Outlaw Force

Year releasted: 1987

by Nathan Rabin
January 22nd, 2003

A musician's existence is often fraught with anxiety. The competition is fierce, the odds of making it slim. But in Outlaw Force, aspiring country musician David Heavener encounters an outlaw force more terrifying than online file-sharing and record-industry downsizing combined: a team of long-haired, country-music-hating nogoodniks who destroy his family. As the film opens, Heavener is entertaining some hillbillies at a county fair. Trouble lurks nearby, however, as a gang of disrespectful hooligans terrorizes a gas-station attendant, first by referring to him as "Gumby," then by pouring gasoline down his trousers.

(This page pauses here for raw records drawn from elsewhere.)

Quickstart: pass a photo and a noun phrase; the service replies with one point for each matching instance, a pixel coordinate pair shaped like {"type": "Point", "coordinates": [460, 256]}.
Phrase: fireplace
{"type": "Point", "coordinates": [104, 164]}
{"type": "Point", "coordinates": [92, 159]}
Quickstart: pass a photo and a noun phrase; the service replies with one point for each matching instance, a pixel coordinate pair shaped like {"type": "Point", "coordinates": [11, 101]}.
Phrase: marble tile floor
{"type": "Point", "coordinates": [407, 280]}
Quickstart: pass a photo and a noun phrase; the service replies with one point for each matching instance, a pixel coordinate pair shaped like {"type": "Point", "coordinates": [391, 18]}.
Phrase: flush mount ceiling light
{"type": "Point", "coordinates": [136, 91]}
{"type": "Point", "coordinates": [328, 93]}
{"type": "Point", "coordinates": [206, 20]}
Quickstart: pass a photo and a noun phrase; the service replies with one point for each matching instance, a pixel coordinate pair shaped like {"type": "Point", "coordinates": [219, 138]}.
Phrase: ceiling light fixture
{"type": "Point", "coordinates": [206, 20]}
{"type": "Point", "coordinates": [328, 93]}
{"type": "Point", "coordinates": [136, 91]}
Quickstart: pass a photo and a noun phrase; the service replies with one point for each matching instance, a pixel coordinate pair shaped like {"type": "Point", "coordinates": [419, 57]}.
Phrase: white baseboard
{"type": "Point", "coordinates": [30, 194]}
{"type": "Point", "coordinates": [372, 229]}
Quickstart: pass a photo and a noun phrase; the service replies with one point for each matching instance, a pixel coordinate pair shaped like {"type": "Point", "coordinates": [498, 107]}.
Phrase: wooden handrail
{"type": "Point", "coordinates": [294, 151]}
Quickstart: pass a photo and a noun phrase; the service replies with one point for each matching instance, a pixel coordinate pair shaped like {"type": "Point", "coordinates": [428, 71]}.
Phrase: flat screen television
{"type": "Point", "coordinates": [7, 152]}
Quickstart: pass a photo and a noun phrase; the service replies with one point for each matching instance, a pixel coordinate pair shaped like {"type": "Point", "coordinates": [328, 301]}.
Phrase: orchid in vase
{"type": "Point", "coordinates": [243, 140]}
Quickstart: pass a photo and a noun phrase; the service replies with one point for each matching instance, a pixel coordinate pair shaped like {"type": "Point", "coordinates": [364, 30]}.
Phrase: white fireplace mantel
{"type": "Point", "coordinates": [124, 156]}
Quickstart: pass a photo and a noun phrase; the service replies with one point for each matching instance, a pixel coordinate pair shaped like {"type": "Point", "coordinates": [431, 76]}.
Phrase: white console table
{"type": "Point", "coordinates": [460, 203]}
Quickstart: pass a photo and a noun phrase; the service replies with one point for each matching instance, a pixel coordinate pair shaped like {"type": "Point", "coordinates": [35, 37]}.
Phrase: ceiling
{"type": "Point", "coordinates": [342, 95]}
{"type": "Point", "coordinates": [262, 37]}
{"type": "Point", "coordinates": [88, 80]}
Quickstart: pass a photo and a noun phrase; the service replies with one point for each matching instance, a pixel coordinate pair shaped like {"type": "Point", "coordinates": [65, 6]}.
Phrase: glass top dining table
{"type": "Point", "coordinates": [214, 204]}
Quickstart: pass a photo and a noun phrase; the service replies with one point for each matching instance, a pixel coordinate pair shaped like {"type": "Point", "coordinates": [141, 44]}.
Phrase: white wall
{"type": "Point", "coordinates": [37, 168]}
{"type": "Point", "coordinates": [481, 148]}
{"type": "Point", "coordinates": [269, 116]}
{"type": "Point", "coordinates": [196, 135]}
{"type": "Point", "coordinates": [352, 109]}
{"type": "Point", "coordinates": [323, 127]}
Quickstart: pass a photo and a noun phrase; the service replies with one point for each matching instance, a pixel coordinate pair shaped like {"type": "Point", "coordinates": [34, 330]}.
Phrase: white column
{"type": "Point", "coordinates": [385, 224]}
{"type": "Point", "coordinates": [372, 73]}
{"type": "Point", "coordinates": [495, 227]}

Paying homage to his cinematic forefathers, one orders the attendant to squeal like a pig, emphasizing his demand by noting that a switchblade-waving tough with the not-so-terrifying nickname of Pookie will "cut you open in two seconds." Ever the good Samaritan, Heavener intervenes on the luckless pump-jockey's behalf, scaring the crooks away with an unloaded shotgun. Back home, Heavener cleans his gun at the dinner table, finds out his wife is pregnant, and sings his daughter a song with a kid-friendly chorus asserting that "this honky's gonna honky-tonk tonight." Later, while Heavener sings about being a family man at a local honky-tonk, bad guys slip into his house, kill his wife, and kidnap his daughter. In the giant den of sin known as Los Angeles, ringleader Robert Bjorklund arranges to sell Heavener's daughter to a suit-clad child broker for five grand and three ounces of cocaine, a price well below market value. Looking for answers, Heavener travels to L.A., where he learns that the police department is hamstrung by a massive bureaucracy, rules that mollycoddle criminals, and persnickety, by-the-book cops like Frank Stallone. Stallone's more lawless partner (Paul L. Smith) admonishes the singer to "leave the detectiving to us," but an unconvinced Heavener investigates the matter himself. First, he crashes a porn-film shoot, where he learns from a helpful actress that his daughter's kidnappers are connected to a kiddie-porn merchant. The writer, director, producer, star, and musician then goes bucking for revenge, and after killing Bjorklund in a climactic rooftop shooting, Heavener is reunited with his daughter, just in time for end credits set to "It's Good To Have You Back Again," the last of many Heavener concoctions to litter the film's soundtrack.